Sexual Teachings of Theodoor Hendrik Van de Velde

About the author of Ideal Marriage Theodoor Hendrik Van de Velde, biography and history of his sexual teachings.

COLLEGE OF SEXUAL KNOWLEDGE

THEODOOR HENDRIK VAN DE VELDE (1873-1937), The Netherlands

At the age of 36, after 10 years of suffering through a childless, stultifying marriage, Theodoor van de Velde, a prosperous Dutch gynecologist, ran off with a patient, Martha Breitenstein-Hooglandt, a social butterfly who unfortunately was also married. It was a shocking thing for a man of Van de Velde's background to do; he had been raised in a stuffy family of burghers, the son of a respectable, upstanding military man, and he himself had achieved the directorship of the Haarlem Gynecological Clinic. In the resulting scandal, he fell into disgrace and lost his practice. He and Martha began a long exile, wandering through Europe until his wife finally granted him a divorce in 1913. Then the two lovers were free to marry. They moved to Switzerland, where they lived happily right up to Theodoor's death at the age of 64.

Ideal Marriage, his marriage manual, was dedicated to Martha. Since its publication in 1926, it has sold more than a million copies in English alone. It was written, he said, for his patients, who were abysmally ignorant about sex. Today it is considered unsensational and oversentimental, but in its time it was judged to be risque. The Catholic Church placed it on its Index of forbidden books.

HIS TEACHINGS

Ideal Marriage focuses particular attention on the groom dealing with an inexperienced bride and on the married couple trying to keep their sex life alive. It stresses the mutuality of sexual experience.
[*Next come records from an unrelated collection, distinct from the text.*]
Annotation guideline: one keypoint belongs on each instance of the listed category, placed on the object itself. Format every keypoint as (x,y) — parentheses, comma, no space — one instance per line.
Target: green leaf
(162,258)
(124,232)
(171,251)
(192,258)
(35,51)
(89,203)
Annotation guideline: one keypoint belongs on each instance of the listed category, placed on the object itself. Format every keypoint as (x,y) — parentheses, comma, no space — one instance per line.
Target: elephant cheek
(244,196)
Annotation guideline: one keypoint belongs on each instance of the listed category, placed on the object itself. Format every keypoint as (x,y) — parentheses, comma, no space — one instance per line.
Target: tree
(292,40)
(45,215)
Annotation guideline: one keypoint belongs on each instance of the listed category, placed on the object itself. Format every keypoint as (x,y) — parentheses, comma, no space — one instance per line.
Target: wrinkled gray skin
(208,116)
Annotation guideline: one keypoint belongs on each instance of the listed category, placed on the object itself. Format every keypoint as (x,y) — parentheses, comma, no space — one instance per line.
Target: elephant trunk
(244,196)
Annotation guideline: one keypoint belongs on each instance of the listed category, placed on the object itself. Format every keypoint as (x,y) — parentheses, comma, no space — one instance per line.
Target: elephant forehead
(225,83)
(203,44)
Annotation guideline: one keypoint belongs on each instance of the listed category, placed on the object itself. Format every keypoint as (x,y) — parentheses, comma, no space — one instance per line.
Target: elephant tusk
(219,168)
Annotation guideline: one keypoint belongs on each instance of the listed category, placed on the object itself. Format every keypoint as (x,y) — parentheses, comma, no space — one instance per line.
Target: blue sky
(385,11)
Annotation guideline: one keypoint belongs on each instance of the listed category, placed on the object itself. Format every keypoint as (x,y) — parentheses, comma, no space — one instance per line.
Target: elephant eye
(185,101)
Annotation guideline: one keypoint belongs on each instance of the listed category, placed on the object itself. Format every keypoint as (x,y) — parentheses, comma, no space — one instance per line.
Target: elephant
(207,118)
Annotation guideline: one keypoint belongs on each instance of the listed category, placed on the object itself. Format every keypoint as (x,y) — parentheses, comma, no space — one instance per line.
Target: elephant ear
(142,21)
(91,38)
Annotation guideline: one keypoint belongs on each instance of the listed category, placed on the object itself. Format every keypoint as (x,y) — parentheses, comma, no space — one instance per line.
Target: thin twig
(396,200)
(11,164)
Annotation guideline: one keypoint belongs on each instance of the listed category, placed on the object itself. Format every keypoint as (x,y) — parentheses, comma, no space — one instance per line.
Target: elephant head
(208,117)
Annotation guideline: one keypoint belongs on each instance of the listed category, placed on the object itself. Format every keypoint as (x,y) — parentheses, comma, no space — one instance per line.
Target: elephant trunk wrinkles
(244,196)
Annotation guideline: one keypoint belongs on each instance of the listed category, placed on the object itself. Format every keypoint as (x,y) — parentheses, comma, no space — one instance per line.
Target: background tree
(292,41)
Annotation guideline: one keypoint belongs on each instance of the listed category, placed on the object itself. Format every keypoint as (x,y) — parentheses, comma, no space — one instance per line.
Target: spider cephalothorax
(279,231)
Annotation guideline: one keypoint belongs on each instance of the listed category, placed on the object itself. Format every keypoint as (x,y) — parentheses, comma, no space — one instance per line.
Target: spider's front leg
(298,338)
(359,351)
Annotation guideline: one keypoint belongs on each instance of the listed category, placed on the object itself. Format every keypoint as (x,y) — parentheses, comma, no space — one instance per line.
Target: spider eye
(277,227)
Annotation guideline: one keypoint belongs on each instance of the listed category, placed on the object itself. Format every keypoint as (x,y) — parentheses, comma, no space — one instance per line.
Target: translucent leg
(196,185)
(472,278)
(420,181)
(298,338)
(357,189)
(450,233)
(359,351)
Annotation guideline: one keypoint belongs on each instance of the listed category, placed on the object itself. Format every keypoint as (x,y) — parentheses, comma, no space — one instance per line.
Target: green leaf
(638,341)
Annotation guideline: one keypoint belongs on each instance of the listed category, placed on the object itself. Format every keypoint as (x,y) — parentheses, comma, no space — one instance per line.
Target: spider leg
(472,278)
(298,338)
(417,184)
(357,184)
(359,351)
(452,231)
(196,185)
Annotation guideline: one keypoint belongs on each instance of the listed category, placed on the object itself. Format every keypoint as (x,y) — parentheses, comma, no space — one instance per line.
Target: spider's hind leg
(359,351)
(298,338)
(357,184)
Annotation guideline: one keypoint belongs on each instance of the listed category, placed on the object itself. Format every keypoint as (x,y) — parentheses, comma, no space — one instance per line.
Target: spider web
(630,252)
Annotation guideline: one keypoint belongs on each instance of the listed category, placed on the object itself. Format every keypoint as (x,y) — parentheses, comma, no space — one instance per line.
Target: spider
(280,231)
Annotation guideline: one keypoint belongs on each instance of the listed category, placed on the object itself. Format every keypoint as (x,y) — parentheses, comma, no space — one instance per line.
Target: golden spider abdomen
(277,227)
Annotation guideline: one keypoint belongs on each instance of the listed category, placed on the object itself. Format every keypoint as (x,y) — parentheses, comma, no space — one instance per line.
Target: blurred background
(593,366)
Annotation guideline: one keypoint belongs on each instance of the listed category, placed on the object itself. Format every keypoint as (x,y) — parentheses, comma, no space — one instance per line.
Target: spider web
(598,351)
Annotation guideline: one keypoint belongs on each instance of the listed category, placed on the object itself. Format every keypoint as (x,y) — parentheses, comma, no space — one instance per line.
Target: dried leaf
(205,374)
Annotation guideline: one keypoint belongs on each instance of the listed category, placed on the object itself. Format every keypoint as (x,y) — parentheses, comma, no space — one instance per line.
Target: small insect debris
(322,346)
Van de Velde describes normal sexual intercourse as "that intercourse which takes place between two sexually mature individuals of opposite sexes; which excludes cruelty and the use of artificial means of producing voluptuous sensations; which aims directly or indirectly at the consummation of sexual satisfaction, and which, having achieved a certain degree of stimulation, concludes with the ejaculation--or emission--of the semen into the vagina, at the nearly simultaneous culmination of sensation--or orgasm--of both partners."

In spite of that cautious description, Van de Velde advocated a few acts daring in that time; he believed, for instance, that oral sex was an acceptable form of foreplay. In suggesting cunnilingus, he said, "the husband must exercise the greatest gentleness, the most delicate reverence"; he also cautioned that the wife should not indulge in fellatio too early in the marriage. In addition, he recognized that women have multiple orgasms and suggested that unsatisfied wives masturbate after intercourse. His Sex Efficiency: Exercises for Women gave women sets of pelvic-muscle exercises intended to increase both their sensual enjoyment and that of their husbands.

Ideal Marriage contains some erroneous information--the distinction between the vaginal and clitoral orgasm, a belief that the penis could lock inside the vagina, and the idea that the vagina could be torn by overvigorous thrusts by the male in normal intercourse.

Van de Velde's information came from what his patients told him (he asked for separate reports from husbands and wives) and his observation of the female organs as patients masturbated to orgasm.